薄紫のボブカット。クリっとした大きな目が印象の可愛らしい子だ。女の子がキッチンに立つアンナの後姿を見て尋ねる。
「パパ、あの人だれ?」
ロレンツが答える。
「知らない人だ。昨夜歩けなくなっていたから助けた」
「どうしてお面、つけてるの?」
「バーで知り合ったからだ」
「ふーん」
女の子はロレンツも顔につけているマスクを交互に見る。そしてキッチンにいるアンナの元へ駆け寄り言った。
「お姉ちゃん、おはよ!!」
(え!?)
料理に集中していたアンナが驚きながら答える。
「あ、ああ、うん。おはよ」
「何作ってるの?」
女の子は興味津々で答える。
「簡単な朝ごはんよ。食べる? ……ええっと」
女の子は笑顔になって答える。
「私はイコだよ。もちろん食べるよ!!」
アンナは頭痛と戦いながらにっこり笑い、イコの頭を撫でる。イコは嬉しそうにロレンツのテーブルの元に戻って来て言う。

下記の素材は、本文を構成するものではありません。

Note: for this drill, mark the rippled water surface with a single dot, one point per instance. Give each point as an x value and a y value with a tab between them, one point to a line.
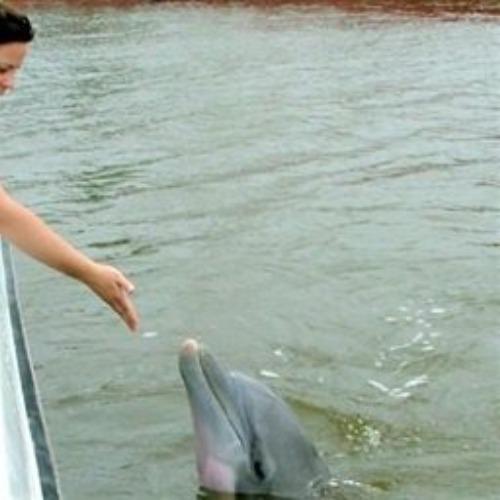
313	193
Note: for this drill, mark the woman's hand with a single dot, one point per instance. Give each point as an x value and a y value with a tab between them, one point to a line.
114	289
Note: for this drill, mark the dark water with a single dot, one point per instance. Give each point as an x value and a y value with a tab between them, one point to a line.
313	192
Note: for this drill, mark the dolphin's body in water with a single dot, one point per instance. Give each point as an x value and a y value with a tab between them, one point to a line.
248	441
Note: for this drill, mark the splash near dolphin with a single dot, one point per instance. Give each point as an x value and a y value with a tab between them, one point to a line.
248	441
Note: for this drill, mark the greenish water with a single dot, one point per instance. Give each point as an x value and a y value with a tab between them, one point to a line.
313	193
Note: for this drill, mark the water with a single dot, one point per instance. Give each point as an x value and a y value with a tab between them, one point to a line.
312	192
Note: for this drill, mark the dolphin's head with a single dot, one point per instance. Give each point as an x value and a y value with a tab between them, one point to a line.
247	439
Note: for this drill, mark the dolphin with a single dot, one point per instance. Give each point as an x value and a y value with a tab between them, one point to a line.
248	441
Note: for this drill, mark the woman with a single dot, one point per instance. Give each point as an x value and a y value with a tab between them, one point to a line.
25	229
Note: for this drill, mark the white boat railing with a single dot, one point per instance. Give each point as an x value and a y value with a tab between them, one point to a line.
26	466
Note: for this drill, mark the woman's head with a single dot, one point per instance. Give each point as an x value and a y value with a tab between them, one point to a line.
15	34
14	26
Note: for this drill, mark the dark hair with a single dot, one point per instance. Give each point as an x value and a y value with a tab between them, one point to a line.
14	26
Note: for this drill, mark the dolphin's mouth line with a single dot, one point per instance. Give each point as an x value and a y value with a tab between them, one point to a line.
216	379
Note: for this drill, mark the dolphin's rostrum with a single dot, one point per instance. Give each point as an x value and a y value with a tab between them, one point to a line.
248	441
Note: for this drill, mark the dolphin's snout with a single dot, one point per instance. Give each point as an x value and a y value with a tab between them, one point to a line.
190	347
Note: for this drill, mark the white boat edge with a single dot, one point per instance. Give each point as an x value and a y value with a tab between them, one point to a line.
26	466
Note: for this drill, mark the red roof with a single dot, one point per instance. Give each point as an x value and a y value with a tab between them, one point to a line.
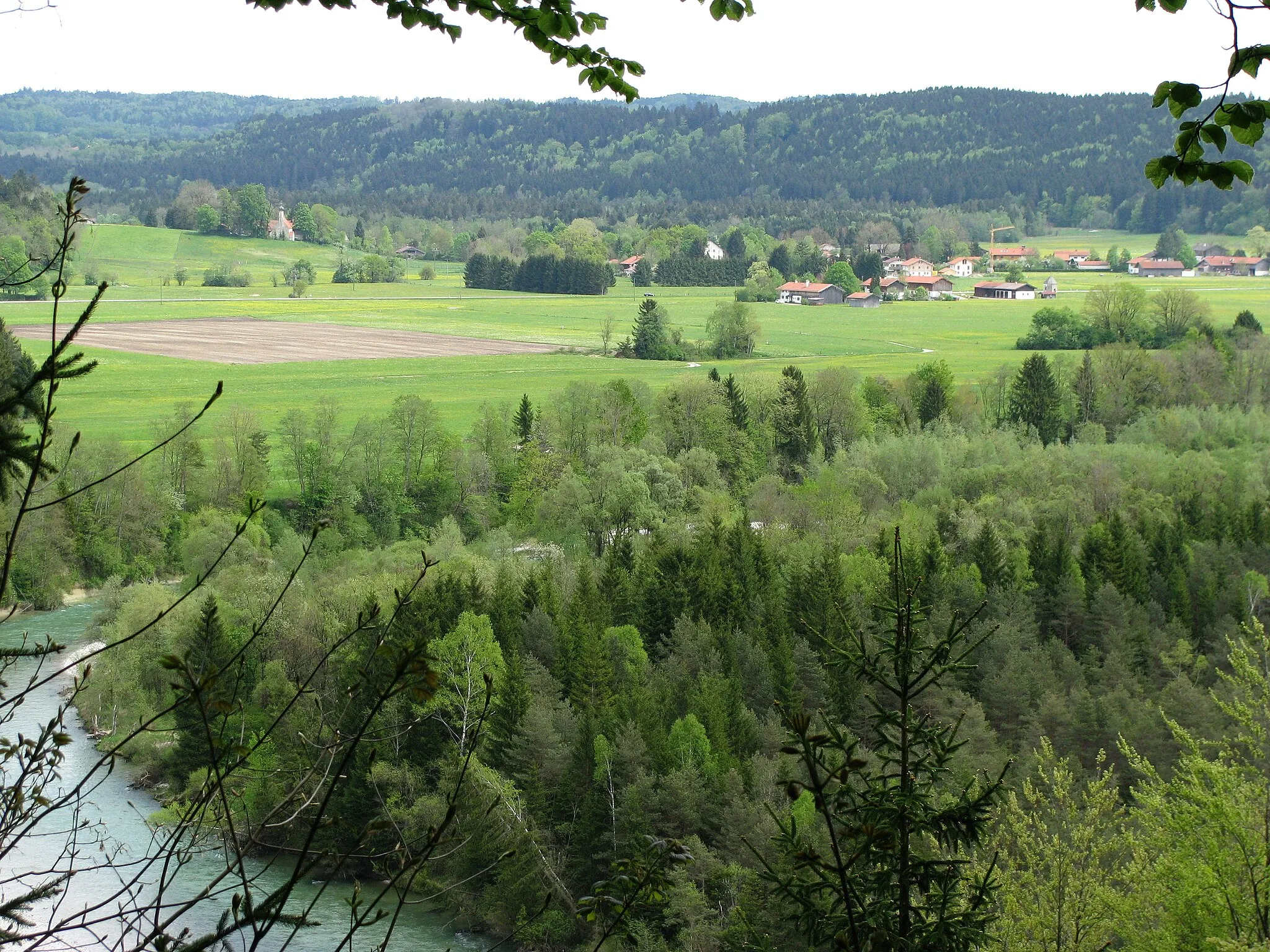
803	286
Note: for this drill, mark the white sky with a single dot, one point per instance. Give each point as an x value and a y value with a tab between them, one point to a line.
791	47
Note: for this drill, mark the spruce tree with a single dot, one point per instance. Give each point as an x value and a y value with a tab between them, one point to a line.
990	555
523	419
203	691
881	858
1034	400
737	407
649	333
933	403
796	427
1086	390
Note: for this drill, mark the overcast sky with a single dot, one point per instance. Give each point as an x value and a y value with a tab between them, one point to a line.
791	47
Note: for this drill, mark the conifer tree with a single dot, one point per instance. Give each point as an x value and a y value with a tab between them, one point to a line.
737	407
203	690
1034	398
883	862
523	419
796	425
649	333
1086	390
990	555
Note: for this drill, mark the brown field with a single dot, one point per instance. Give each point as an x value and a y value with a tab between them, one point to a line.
251	340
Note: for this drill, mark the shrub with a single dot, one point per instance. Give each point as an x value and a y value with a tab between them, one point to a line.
224	276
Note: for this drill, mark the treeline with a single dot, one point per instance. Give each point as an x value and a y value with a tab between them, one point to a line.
543	275
642	575
698	271
517	161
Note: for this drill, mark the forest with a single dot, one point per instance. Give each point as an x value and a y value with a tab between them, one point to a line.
660	589
1068	161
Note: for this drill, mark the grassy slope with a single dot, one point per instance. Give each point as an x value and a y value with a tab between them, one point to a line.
130	391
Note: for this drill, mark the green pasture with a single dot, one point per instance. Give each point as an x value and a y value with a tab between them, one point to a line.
141	257
130	391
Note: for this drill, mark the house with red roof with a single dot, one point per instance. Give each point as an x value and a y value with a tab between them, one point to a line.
916	268
1009	255
809	293
1005	291
935	284
281	227
894	287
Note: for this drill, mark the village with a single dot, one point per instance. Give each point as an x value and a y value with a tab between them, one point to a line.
918	280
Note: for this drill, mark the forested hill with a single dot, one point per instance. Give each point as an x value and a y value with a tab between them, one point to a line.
938	146
50	118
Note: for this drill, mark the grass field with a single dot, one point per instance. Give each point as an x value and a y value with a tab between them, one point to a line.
128	391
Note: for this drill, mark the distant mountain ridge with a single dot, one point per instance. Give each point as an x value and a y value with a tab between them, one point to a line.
1075	157
50	118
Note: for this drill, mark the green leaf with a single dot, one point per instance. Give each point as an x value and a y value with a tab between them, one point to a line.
1217	174
1183	97
1249	135
1240	169
1215	135
1160	170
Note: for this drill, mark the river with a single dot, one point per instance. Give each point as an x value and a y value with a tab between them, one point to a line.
118	810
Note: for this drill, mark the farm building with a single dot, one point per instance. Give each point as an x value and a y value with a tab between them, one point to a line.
281	227
809	293
934	284
1161	268
1005	291
1008	255
889	286
916	268
1226	265
1072	255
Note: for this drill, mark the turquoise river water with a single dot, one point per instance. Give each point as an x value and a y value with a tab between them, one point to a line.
117	815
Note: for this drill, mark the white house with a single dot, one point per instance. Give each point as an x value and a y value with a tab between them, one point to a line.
917	268
281	229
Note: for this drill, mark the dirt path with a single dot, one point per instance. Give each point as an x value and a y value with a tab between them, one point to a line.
251	340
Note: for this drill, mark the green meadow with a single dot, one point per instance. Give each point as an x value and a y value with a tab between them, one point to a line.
128	391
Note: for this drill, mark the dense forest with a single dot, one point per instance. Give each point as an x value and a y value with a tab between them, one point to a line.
642	576
1070	161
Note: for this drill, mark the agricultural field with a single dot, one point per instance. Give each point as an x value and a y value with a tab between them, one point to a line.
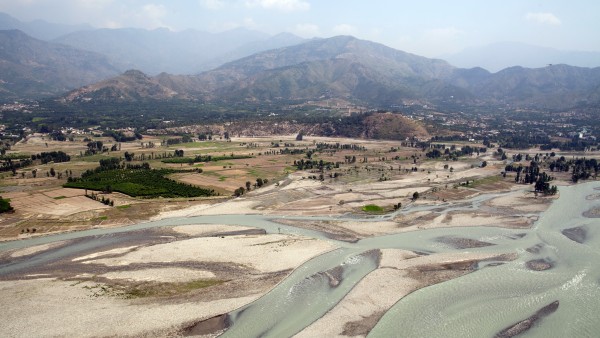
152	176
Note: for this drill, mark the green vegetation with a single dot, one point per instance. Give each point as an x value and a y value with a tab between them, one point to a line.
167	289
5	205
137	181
372	208
206	158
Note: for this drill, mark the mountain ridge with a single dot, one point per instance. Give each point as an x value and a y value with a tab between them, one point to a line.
353	69
35	68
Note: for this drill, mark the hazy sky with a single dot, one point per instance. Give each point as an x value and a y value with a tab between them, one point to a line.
425	27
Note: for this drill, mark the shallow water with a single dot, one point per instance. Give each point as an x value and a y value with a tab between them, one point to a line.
482	303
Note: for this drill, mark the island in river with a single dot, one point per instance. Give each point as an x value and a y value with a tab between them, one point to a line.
471	254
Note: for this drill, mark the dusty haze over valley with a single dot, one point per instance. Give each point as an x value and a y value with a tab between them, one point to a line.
294	168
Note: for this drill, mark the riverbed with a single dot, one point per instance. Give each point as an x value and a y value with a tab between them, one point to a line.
538	281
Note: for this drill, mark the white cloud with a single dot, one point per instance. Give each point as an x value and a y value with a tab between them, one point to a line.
443	33
344	29
212	4
281	5
543	18
152	15
307	30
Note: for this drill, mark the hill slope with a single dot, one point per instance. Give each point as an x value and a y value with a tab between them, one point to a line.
351	69
162	50
34	68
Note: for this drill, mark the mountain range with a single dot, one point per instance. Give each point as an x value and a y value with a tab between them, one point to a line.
352	69
34	68
243	65
497	56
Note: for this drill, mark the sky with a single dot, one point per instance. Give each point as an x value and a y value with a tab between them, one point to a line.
425	27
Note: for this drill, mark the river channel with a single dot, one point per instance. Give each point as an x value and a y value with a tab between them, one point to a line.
561	300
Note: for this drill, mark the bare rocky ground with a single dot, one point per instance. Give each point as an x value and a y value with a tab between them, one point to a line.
168	280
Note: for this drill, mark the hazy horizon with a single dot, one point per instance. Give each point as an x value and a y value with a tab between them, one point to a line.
429	28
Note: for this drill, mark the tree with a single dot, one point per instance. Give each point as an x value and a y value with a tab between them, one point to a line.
239	191
5	205
128	156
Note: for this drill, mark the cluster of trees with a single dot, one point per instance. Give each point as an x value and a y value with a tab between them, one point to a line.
259	183
120	136
95	147
53	156
5	205
308	164
452	152
102	199
10	164
338	146
178	140
137	181
531	174
203	158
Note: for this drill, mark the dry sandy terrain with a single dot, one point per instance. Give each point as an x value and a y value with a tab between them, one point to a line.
101	293
265	253
395	278
54	308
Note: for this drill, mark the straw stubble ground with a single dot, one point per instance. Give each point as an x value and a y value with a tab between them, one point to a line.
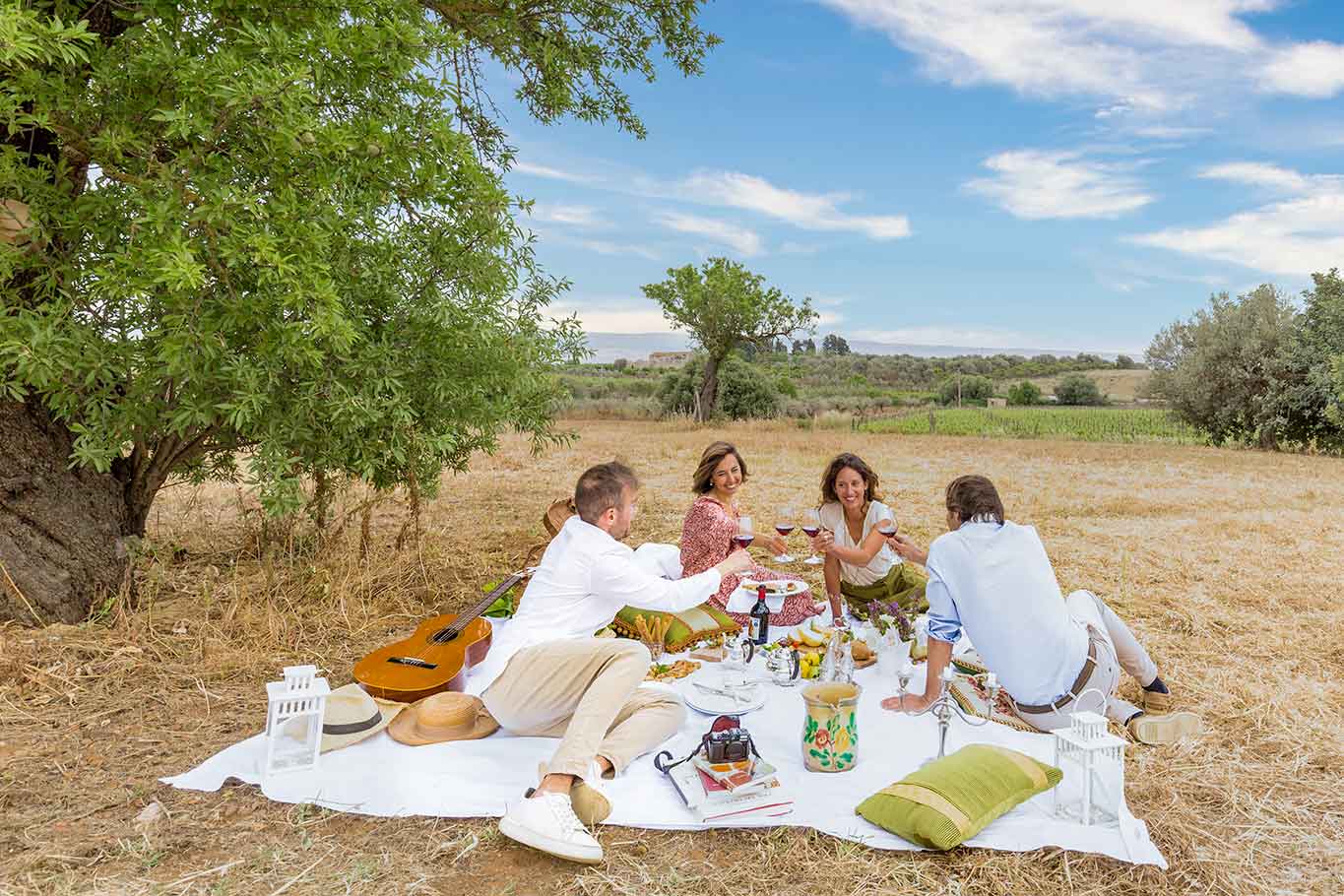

「綺麗なお姉ちゃんだね!! これから一緒に住むの? パパのお嫁さんになるの?」
「そんな訳ないだろ」
ロレンツは冷えたコーヒーを飲みながら答えた。
「で、できたわよ……」
アンナは緊張で手が震えていた。
初めて他人に食べて貰う料理。ほとんど材料のない中、頭痛と戦いながらできる限りの物を作った。
「うわー、美味しそう!!!」
テーブルに置かれたフレンチトーストにスクランブルエッグ。即席で作ったスープにサラダ。イコがすぐに食べ始めた。
「美味しいっ!!!!」
(!!)
満面の笑みがイコに広がる。
「悪かったな。俺の分まで」
ロレンツもそう言って何度も頷きながら黙々と食べる。
アンナは震える手で熱くなる目頭を押さえながら思った。
――なんかいいな、こういうの。
きっと家族を持ったらこんな嬉しい日々が毎日やって来るのだろう。
好きな人と一緒に笑顔で食卓を囲んだらきっとこんなに幸せなんだろう。